Section 6. - Status of chronic affection
Art. 16. In title III of the Act, a chapter III shall be inserted entitled:
“Chapter IIIter. Chronic affection status »
Art. 17. In chapter IIIter, inserted by article 16, an article 37vicies/1 is inserted as follows:
"Art. 37vicies/1. The King shall, on the proposal of the insurable working group referred to in article 31bis or after notice of the working group rendered at the request of the Minister of Social Affairs within the time limit set by him and after the advice of the Insurance Committee, by order deliberately in the Council of Ministers, establish a chronic affection status to which he shall bind the rights he determines. For the development of this statute, one or more of the following criteria shall be taken into account:
1° a minimum amount of health expenses of a beneficiary fixed by the King over a period of time fixed by the King;
2° the benefit of the lump sum allowance referred to in Article 37, § 16bis, 2°;
3° to be affected by a rare orphan condition.
Upon the proposal of the insurable working group referred to in Article 31bis and after the advice of the Insurance Committee, the King shall determine, by order deliberately in the Council of Ministers, the conditions for the opening, maintenance, withdrawal of the status of chronic affection and the rights related thereto. It also specifies what is meant by "health spending" referred to in paragraph 1er1° and "refrequent or orphaned affection" for the purposes of paragraph 1erThree. »
Section 7. - Third-time pay
Art. 18. Article 53, § 1erof the same Act, as amended by the Acts of 22 February 1998, 25 January 1999, 24 December 1999, 26 June 2000, 14 January 2002, 27 December 2004, 27 December 2005 and 19 December 2008, the following amendments are made:
1° paragraph 8 is supplemented by the following sentence:
"The King may, subject to situations for which the application of the paid third party plan is mandatory, also specify the conditions and conditions under which a prohibition on the application of the paid third party plan is imposed with respect to individual dispensators. »;
2° Two sub-paragraphs are inserted between paragraphs 8 and 9:
"From 1er January 2015, the obligation to apply the paid third party plan is introduced for the beneficiaries of the increased intervention of the insurance referred to in Article 37, § 19, and to the beneficiaries of the chronic condition status referred to in Article 37vicies/1 for the medical benefits determined by the King:
1° on the basis of a proposal by the Committee of Conventions or Competent Agreements which decides on its transmission to the Insurance Committee;
2° on the basis of the proposal made by the committee of conventions or agreements competent at the request of the Minister; these proposals are communicated to the Insurance Committee;
3° on the basis of the Minister's proposal.
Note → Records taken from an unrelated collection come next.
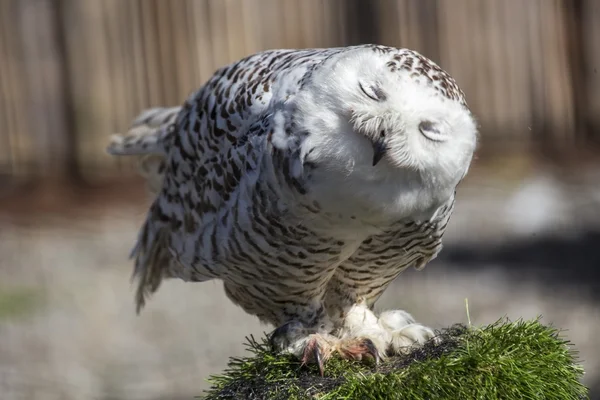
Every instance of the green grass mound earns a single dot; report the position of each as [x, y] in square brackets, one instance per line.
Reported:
[505, 360]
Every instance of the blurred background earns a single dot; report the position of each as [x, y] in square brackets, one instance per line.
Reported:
[522, 242]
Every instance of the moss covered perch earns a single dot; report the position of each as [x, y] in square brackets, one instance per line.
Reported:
[505, 360]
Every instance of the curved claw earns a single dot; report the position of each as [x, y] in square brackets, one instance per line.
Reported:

The procedure referred to in paragraph 9, 3°, may be followed when the proposals of the relevant convention or agreement committee do not meet the objectives contained in the application referred to in paragraph 9, 2°. In this case, the refusal of the proposal of the relevant convention or agreement committee must be motivated. »
Section 8. - Sanctions
Art. 19. In Article 37, § 6, paragraph 3, of the Act, the words "the sanctions referred to in Article 170" are replaced by the words "a level 2 penalty referred to in Article 101 of the Social Criminal Code".
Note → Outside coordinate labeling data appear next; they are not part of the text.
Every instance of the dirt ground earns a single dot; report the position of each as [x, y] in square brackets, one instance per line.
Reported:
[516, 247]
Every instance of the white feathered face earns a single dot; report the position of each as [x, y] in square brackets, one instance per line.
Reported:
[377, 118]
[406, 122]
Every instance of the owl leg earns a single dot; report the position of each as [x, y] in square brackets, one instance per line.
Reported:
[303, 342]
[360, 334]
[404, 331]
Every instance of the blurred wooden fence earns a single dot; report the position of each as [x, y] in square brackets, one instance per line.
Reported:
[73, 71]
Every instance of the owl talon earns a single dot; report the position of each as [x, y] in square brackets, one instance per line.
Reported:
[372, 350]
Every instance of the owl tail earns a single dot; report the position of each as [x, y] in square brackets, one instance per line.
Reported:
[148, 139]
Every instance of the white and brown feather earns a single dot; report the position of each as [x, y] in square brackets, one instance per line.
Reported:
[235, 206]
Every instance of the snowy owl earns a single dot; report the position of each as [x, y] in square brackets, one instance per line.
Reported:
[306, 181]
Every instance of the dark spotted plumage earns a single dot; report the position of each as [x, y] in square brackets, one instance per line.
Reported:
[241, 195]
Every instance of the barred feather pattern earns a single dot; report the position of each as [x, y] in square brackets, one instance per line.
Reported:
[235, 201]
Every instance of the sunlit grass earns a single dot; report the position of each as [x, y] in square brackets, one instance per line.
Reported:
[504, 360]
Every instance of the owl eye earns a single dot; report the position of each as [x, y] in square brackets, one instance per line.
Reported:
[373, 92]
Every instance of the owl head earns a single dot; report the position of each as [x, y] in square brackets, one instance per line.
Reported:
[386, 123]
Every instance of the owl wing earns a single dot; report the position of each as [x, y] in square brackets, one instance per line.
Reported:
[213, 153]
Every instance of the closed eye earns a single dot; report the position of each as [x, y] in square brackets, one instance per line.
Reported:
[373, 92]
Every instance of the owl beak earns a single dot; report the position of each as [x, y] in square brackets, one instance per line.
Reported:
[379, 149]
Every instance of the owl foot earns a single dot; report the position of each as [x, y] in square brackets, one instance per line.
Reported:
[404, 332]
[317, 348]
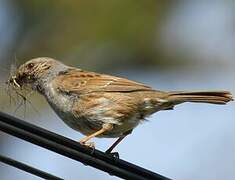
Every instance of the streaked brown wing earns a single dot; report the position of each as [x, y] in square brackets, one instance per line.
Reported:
[78, 81]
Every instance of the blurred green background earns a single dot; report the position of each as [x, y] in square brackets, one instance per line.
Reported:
[170, 45]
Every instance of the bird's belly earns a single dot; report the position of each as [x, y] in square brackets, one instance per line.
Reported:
[88, 126]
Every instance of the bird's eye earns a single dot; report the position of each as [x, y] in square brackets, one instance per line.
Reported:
[30, 65]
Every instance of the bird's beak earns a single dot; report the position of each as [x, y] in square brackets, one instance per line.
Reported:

Section 9. - Pediatric Liaison
Art. 20. In article 22, paragraph 1er, 6° ter, of the same law, replaced by the law of March 18, 2009, the words ", and with the paediatric palliative care teams referred to in section 34, 21° bis" are repealed.
Art. 21. In article 23, § 3bis, of the same law, inserted by the law of 22 February 1998 and amended by the law of 18 March 2009, the words "and with the palliative palliative care teams at home referred to in article 34, 21° bis" are repealed.
Art. 22. In article 34, paragraph 1er, of the same law, 21° bis, inserted by the law of 18 March 2009, is repealed.
CHAPTER 3. - Hospitals and other care facilities
Section 1re. - Amendments to the Hospitals and Other Care Facilities Act, coordinated on 10 July 2008
Art. 23. In title Ier of the Hospitals and Other Care Institutions Act, coordinated on 10 July 2008, a chapter VI entitled "Financial Accessibility of the Hospital" is inserted.
Art. 24. In Chapter VI, inserted by Article 23, an article 30/1 is inserted as follows:
"Art. 30/1. This article is applicable to hospitalized patients, including those admitted to day hospital for the services defined by the King.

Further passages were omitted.